The runtime MUST keep the original tool call in a pending state until a tool_result eventually arrives from the tool. The runtime SHOULD inform the LLM that authorization is in progress, for example by injecting a status message into the conversation. The runtime MUST NOT retry the tool invocation itself — the tool is responsible for retrying the original operation after the user completes authorization.

Tool Requirements

Tools that implement OAuth MUST detect when authorization is required before attempting the operation — typically by checking for a stored token associated with the user_id from the invocation. When no valid token exists, the tool MUST construct a valid OAuth authorization URL with appropriate scopes and a redirect URI pointing to the tool's own callback endpoint.

The tool MUST handle the OAuth callback to receive authorization codes, exchange them securely for access tokens, and store the resulting tokens associated with the user_id.
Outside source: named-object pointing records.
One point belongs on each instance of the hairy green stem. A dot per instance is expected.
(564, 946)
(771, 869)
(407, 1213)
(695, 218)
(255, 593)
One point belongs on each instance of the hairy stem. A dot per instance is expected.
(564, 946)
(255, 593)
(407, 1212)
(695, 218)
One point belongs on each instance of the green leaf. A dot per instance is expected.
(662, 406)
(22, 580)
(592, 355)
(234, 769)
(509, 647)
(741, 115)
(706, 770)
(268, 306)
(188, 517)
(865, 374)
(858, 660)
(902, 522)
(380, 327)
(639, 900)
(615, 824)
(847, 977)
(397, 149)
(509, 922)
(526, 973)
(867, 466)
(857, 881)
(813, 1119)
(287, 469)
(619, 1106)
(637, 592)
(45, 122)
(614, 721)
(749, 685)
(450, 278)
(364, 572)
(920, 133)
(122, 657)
After successful authorization, the tool MUST retry the original operation using the new token and MUST send a tool_result to the callback URL when the operation completes, whether the retry succeeds or fails.
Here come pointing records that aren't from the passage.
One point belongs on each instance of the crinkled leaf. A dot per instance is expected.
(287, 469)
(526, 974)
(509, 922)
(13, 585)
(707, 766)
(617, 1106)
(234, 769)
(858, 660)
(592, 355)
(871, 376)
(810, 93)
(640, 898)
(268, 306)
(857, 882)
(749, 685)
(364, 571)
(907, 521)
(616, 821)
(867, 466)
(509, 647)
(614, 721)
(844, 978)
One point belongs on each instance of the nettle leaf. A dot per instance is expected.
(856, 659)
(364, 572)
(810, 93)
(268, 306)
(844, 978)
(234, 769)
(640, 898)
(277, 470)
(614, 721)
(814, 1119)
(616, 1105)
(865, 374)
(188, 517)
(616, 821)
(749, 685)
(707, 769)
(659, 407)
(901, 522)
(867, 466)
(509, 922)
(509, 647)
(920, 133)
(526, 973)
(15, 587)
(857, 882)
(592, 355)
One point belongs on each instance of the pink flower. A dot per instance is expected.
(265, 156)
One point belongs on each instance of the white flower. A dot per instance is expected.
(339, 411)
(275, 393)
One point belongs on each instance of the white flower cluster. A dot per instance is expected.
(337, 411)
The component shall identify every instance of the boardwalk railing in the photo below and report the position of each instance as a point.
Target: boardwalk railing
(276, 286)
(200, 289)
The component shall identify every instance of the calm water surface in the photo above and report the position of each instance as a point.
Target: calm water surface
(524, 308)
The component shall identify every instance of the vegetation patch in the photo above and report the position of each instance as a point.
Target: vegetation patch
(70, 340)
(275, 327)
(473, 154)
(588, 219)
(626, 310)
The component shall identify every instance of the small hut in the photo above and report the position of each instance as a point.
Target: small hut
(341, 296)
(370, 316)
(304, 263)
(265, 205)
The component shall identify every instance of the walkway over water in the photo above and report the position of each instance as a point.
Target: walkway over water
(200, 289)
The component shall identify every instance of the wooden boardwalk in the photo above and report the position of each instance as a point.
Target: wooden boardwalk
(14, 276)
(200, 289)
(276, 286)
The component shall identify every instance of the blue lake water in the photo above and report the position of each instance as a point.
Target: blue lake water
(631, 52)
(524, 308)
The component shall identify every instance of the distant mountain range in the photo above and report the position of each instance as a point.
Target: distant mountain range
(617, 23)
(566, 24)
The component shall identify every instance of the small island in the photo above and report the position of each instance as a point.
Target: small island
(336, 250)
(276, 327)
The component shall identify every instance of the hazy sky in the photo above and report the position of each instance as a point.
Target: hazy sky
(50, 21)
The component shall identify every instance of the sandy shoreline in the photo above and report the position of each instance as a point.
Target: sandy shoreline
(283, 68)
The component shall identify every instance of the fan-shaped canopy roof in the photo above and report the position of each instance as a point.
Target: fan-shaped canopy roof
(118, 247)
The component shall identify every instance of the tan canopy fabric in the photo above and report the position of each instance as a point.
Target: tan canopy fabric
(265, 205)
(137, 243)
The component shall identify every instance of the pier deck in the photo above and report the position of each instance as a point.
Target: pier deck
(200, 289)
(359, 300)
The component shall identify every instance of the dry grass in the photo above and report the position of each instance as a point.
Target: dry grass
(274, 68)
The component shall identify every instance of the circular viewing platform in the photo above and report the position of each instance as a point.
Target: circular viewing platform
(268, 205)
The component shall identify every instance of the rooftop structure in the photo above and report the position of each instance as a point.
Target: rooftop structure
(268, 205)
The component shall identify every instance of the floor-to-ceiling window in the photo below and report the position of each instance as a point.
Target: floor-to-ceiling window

Tools that require OAuth SHOULD include the OAuth provider identifier in the tool's annotations via the requiresAuth field, so that runtimes can inform users about authorization requirements before invocation.

Token Management

Token storage and refresh are tool-specific concerns — the protocol does not prescribe how tokens are managed. However, tools SHOULD store tokens durably and associate them with the user_id so that subsequent invocations for the same user do not require re-authorization. Tools SHOULD implement token refresh for OAuth providers that support refresh tokens, and SHOULD handle token expiration gracefully by re-initiating the OAuth flow when a stored token is no longer valid. Tools MUST NOT include access tokens, refresh tokens, or authorization codes in tool_result or subscription_event messages.

Error Handling

If the OAuth flow fails — the user denies access, the authorization code is invalid, or the token exchange errors — the tool MUST send a tool_result with an error description:

{
"type": "tool_result",
"group_id": "thread_xyz",
"id": "call_abc123",
"text": "Error: GitHub authorization was denied by the user. Please try again and grant the requested permissions."
}

The tool MUST NOT leave the tool call in a permanently pending state. Every invocation MUST eventually produce either a tool_result or remain in the oauth pending state with a documented timeout.

Security Considerations

The auth_url MUST use HTTPS to prevent interception of authorization codes during the redirect flow. Tools MUST validate the OAuth state parameter to prevent cross-site request forgery (CSRF) attacks, and MUST NOT log or expose authorization codes or access tokens in any output, including tool results, error messages, or server logs.

Runtimes MUST NOT store or cache the auth_url beyond what is needed to surface it to the user, as the URL may contain sensitive parameters. Tools SHOULD use the minimum required OAuth scopes for the requested operation to limit the blast radius of a compromised token, and SHOULD implement token encryption at rest to protect stored credentials.